Open MPI logo

Open MPI User's Mailing List Archives

  |   Home   |   Support   |   FAQ   |   all Open MPI User's mailing list

From: George Bosilca (bosilca_at_[hidden])
Date: 2006-02-12 15:29:12


Yvan,

It's now corrected. Please use the trunk (nightly builds) starting from
revision 8997 or wait 'til monday when we will update the next stable
candidate. If you are in a hurry and feel like playing around with the MPI
code, you can apply the attached patch to the latest stable.

   Thanks,
     george.

On Fri, 10 Feb 2006, George Bosilca wrote:

> Yvan,
>
> I'm looking into this one. So far I cannot reproduce it with the
> current version from the trunk. I will look into the stable versions.
> Until I figure out what's wrong, can you please use the nightly
> builds to run your test. Once the problem get fixed it will be
> included in the 1.0.2 release.
>
> BTW, which interconnect are you using ? Ethernet ?
>
> Thanks,
> george.
>
> On Feb 10, 2006, at 5:06 PM, Yvan Fournier wrote:
>
>> Hello,
>>
>> I seem to have encountered a bug in Open MPI 1.0 using indexed
>> datatypes
>> with MPI_Recv (which seems to be of the "off by one" sort). I have
>> joined a test case, which is briefly explained below (as well as in
>> the
>> source file). This case should run on two processes. I observed the
>> bug
>> on 2 different Linux systems (single processor Centrino under Suse
>> 10.0
>> with gcc 4.0.2, dual-processor Xeon under Debian Sarge with gcc 3.4)
>> with Open MPI 1.0.1, and do not observe it using LAM 7.1.1 or MPICH2.
>>
>> Here is a summary of the case:
>>
>> ------------------
>>
>> Each processor reads a file ("data_p0" or "data_p1") giving a list of
>> global element ids. Some elements (vertices from a partitionned mesh)
>> may belong to both processors, so their id's may appear on both
>> processors: we have 7178 global vertices, 3654 and 3688 of them being
>> known by ranks 0 and 1 respectively.
>>
>> In this simplified version, we assign coordinates {x, y, z} to each
>> vertex equal to it's global id number for rank 1, and the negative of
>> that for rank 0 (assigning the same values to x, y, and z).
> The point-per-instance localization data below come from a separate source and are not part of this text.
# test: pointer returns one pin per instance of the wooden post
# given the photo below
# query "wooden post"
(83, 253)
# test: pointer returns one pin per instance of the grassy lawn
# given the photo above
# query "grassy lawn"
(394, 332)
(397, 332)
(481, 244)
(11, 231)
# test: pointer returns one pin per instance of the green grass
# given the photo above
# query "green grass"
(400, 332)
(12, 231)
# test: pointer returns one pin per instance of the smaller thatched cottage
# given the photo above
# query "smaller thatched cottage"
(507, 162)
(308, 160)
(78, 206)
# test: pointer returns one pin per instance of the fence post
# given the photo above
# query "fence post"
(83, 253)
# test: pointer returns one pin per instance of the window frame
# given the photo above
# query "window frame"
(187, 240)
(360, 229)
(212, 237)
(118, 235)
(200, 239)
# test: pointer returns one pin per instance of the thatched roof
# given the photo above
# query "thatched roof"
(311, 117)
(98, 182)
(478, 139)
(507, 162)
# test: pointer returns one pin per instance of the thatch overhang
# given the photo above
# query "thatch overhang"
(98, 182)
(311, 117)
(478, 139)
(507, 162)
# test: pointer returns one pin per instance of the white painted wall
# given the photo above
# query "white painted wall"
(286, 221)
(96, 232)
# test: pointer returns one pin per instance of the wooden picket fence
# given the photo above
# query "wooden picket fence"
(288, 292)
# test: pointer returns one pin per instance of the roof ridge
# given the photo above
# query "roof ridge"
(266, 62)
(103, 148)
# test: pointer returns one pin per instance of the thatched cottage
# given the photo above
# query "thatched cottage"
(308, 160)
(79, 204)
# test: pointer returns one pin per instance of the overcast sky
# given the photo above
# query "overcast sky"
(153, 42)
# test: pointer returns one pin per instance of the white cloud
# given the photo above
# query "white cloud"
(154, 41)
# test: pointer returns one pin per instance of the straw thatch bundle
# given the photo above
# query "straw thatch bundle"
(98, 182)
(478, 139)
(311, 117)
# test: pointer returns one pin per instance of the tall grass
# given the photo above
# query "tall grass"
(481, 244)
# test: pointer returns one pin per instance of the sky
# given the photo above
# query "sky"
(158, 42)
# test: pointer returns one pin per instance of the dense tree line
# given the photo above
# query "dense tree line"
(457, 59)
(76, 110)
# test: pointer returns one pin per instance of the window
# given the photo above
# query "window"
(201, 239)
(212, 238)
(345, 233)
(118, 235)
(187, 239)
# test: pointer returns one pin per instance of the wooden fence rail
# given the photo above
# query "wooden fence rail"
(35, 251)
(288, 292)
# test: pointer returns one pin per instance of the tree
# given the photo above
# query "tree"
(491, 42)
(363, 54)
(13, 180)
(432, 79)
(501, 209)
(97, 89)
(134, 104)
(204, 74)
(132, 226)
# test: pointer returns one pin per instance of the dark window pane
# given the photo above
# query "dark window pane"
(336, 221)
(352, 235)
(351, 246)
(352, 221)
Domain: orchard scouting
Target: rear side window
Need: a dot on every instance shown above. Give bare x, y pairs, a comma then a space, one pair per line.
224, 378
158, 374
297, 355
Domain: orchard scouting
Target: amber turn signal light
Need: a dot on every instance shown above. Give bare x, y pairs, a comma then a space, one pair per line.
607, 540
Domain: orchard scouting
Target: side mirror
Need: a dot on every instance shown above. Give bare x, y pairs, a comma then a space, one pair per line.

After
>> finishing the "ordered gather", rank 0 prints the global id and
>> coordinates of each vertex.
>>
>> lines should print (for example) as:
>> 6456 ; 6455.00000 6455.00000 6456.00000
>> 6457 ; -6457.00000 -6457.00000 -6457.00000
>> depending on whether a vertex belongs only to rank 0 (negative
>> coordinates) or belongs to rank 1 (positive coordinates).
>>
>> With the OMPI 1.0.1 bug (observed on Suse Linux 10.0 with gcc 4.0
>> and on
>> Debian sarge with gcc 3.4), we have for example for the last vertices:
>> 7176 ; 7175.00000 7175.00000 7176.00000
>> 7177 ; 7176.00000 7176.00000 7177.00000
>> seeming to indicate an "off by one" type bug in datatype handling
>>
>> Not using an indexed datatype (i.e. not defining USE_INDEXED_DATATYPE
>> in the gather_test.c file), the bug dissapears. Using the indexed
>> datatype with LAM MPI 7.1.1 or MPICH2, we do not reproduce the bug
>> either, so it does seem to be an Open MPI issue.
>>
>> ------------------
>>
>> Best regards,
>>
>> Yvan Fournier
>> <ompi_datatype_bug.tar.gz>
>> _______________________________________________
>> users mailing list
>> users_at_[hidden]
>> http://www.open-mpi.org/mailman/listinfo.cgi/users
>
> "Half of what I say is meaningless; but I say it so that the other
> half may reach you"
> Kahlil Gibran
>
>
> _______________________________________________
> users mailing list
> users_at_[hidden]
> http://www.open-mpi.org/mailman/listinfo.cgi/users
>

"We must accept finite disappointment, but we must never lose infinite
hope."
                                   Martin Luther King